It would seem that the Church is turning a corner, but I'm not at all sure where the new road leads.
THE Catholic Church will give greater leadership and ministry roles to women on the proviso they take a vow of celibacy.
Bishop David Walker, from the Diocese of Broken Bay, has created the scheme, which stops short of ordaining women.
When it is launched next year, it will create a new vocation in which women will take a vow of celibacy and be consecrated ministers to help in the pastoral care mission within the diocese.
While the scheme will also be open to men, the emphasis will be on formally recognising women in greater ministry roles within the diocese.
Bishop Walker emphasised that the move was not a precursor to the ordination of women as deacons or priests. "This is a legitimate way of women entering in a full-time way into the Church," Bishop Walker said.
This has got to be a strictly local initiative, just for this Australian diocese. I cannot imagine what the thinking behind it is, because it only leads to confusion. It is a surrender to the notion that "bureacracy = Church" or some such. It also says, by default, that until now women haven't been taken seriously or been full-fledged members of the Church -- also nonsense. Not only have women always been taken seriously, they have been the paradigm for the very institution that is called to mother us.

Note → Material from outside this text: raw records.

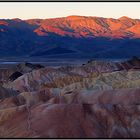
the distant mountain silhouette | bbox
[0,15,140,58]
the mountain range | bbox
[1,15,140,58]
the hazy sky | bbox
[0,2,140,20]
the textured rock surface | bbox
[0,86,19,100]
[7,67,140,94]
[1,59,140,138]
[0,88,140,138]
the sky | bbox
[0,2,140,20]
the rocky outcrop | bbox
[16,62,44,73]
[5,67,83,92]
[61,70,140,94]
[7,67,140,94]
[0,68,15,84]
[1,58,140,138]
[9,71,23,81]
[0,88,140,138]
[0,86,19,100]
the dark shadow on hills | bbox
[0,19,140,59]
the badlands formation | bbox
[0,57,140,138]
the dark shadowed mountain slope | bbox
[0,16,140,58]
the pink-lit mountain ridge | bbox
[0,15,140,58]
[26,15,140,38]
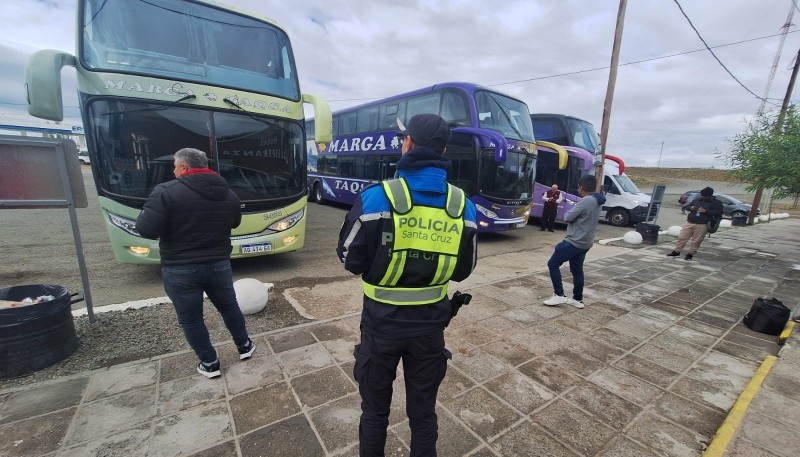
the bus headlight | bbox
[474,204,498,220]
[268,209,304,232]
[634,200,648,207]
[108,212,141,236]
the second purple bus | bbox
[306,82,537,232]
[530,113,596,223]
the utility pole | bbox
[657,141,664,167]
[749,47,800,225]
[595,0,628,191]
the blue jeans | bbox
[162,259,249,363]
[547,240,589,301]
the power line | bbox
[672,0,766,102]
[328,30,795,103]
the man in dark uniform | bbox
[136,148,256,379]
[337,114,478,456]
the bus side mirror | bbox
[302,93,332,143]
[25,50,77,121]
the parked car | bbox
[681,192,760,218]
[78,150,91,165]
[678,190,700,205]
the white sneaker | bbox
[543,295,569,306]
[568,298,585,309]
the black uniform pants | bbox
[541,204,557,230]
[353,329,451,457]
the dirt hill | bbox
[625,167,739,187]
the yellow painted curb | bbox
[703,355,777,456]
[779,320,796,345]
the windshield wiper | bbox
[487,93,524,140]
[102,94,196,116]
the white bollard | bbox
[234,278,269,315]
[623,231,643,245]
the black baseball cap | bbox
[397,114,452,154]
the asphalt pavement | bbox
[1,215,798,456]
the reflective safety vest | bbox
[362,178,466,306]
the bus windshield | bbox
[81,0,300,100]
[86,99,304,202]
[475,91,535,142]
[565,117,600,154]
[479,150,535,200]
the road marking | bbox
[703,355,776,456]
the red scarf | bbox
[182,168,217,176]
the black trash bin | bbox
[732,214,748,227]
[0,284,79,379]
[636,223,660,245]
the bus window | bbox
[338,112,357,135]
[332,116,339,136]
[379,102,405,130]
[566,117,599,153]
[441,91,469,126]
[363,155,381,180]
[407,93,441,121]
[357,106,379,133]
[338,156,354,177]
[380,156,397,180]
[318,154,337,174]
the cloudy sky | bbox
[1,0,799,168]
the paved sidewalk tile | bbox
[1,219,798,456]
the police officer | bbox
[337,114,478,456]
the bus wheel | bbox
[314,183,325,204]
[608,209,629,227]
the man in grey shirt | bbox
[543,175,606,309]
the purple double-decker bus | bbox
[306,82,537,232]
[530,114,596,224]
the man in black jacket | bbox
[136,148,255,378]
[667,186,723,261]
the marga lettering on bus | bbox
[328,135,389,153]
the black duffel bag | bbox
[743,297,790,335]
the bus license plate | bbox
[242,243,272,254]
[515,221,527,228]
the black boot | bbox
[667,251,680,257]
[684,253,693,261]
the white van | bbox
[78,149,91,165]
[598,155,651,226]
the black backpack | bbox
[706,216,721,234]
[743,297,790,335]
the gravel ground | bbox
[0,280,314,389]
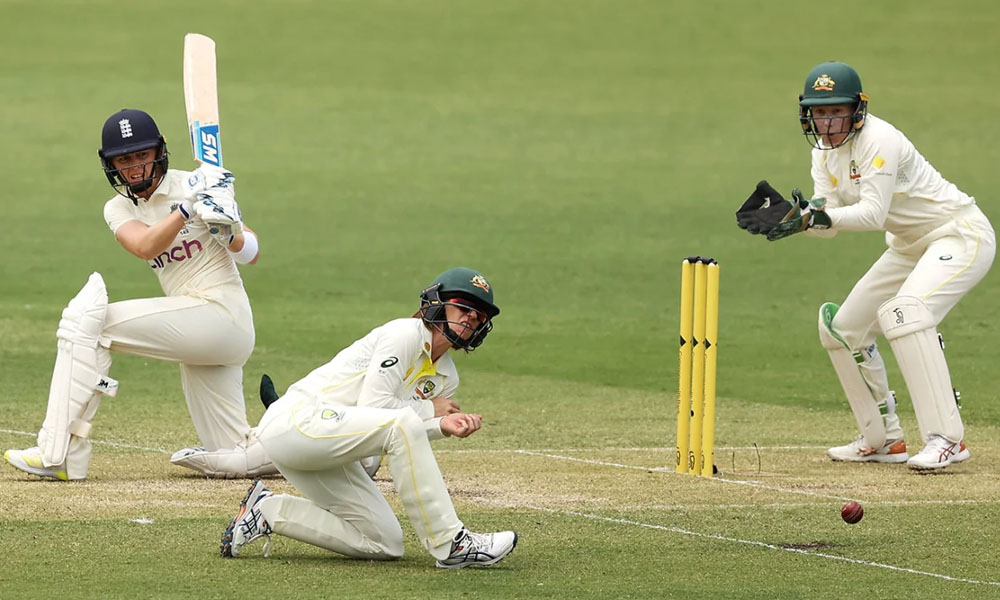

Even the title of the article, "New Role ... With a Catch" implies that the total gift of self is a negative thing, or a trick. Of course, we cannot judge an initiative strictly by the nature of its supporters, but I also find this worrysome:
Bernice Moore, NSW convenor of Women and the Australian Catholic Church, an organisation that agitates for greater inclusiveness in the Church, said she welcomed the scheme.
"I see this whole proposal as positive action to include women in the life and leadership of the Catholic community," she said. "The path is made by walking and this is definitely a step on the path of being a more inclusive church and to using the gifts of all of us."
Maree Kennedy, a member of WATAC, said she saw this as a step in the right direction. "But I think it's a very slow step in something that needs to be moving a bit faster," the mother-of-two said.
I've always thought that the "gifts" some folks find rejected by the Church were not welcome for a reason -- perhaps because they conflicted with the mission of the Church, or contradicted Catholic theology. Authentic femininity has always been welcome in the Church I joined, and it doesn't need a title or a stipend to give it legitimacy.
Poor Bishop Walker may be priming himself for an enormous headache -- this is one experiment I think we could have all done without.